That's my point. for some, *any* attempt by *anyone* with *any* religious beliefs is seen as a theocratic movement. That's why I am confused when non-Christians only single out the so-called Christian right for condemnation.
I do not think citizens working and advocating legally within the democratic process to create their version of the Good Society is ever an attempt to establish a theocracy. I was merely curious why you, from your perspective, do not see how, according to your own analysis, the Christian Left's advocacy for encoding Christian Scriptural principles into law isn't seen as also trying to establish a theocracy?

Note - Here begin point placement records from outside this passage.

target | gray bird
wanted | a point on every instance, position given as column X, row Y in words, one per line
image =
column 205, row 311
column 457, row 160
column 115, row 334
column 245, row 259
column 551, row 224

I don't accept your premise, but accepting it for the sake of argument, you are not consistent in your conclusions.”
“As NT Wright wrote in "Following Jesus," Jesus brought words of comfort and discomfort, welcome and warning." Some may place too much emphasis on one or the other, but there is but one Jesus.
I am as dismayed by progressive Christians propensity for condemnation of Christians and non-Christians who do not share their "social gospel" priorities as I am the propensity of Christians on the political right for their own sets of condemnations.
What puzzles me, though, is the ungenerous attitude I sense displayed by those who say they follow the so-called "Other Jesus" of tolerance, acceptance and radical hospitality but are full of venom towards their brothers and sisters simple because they seem to feel that they focus too often on the "warnings" and not enough on the "welcoming."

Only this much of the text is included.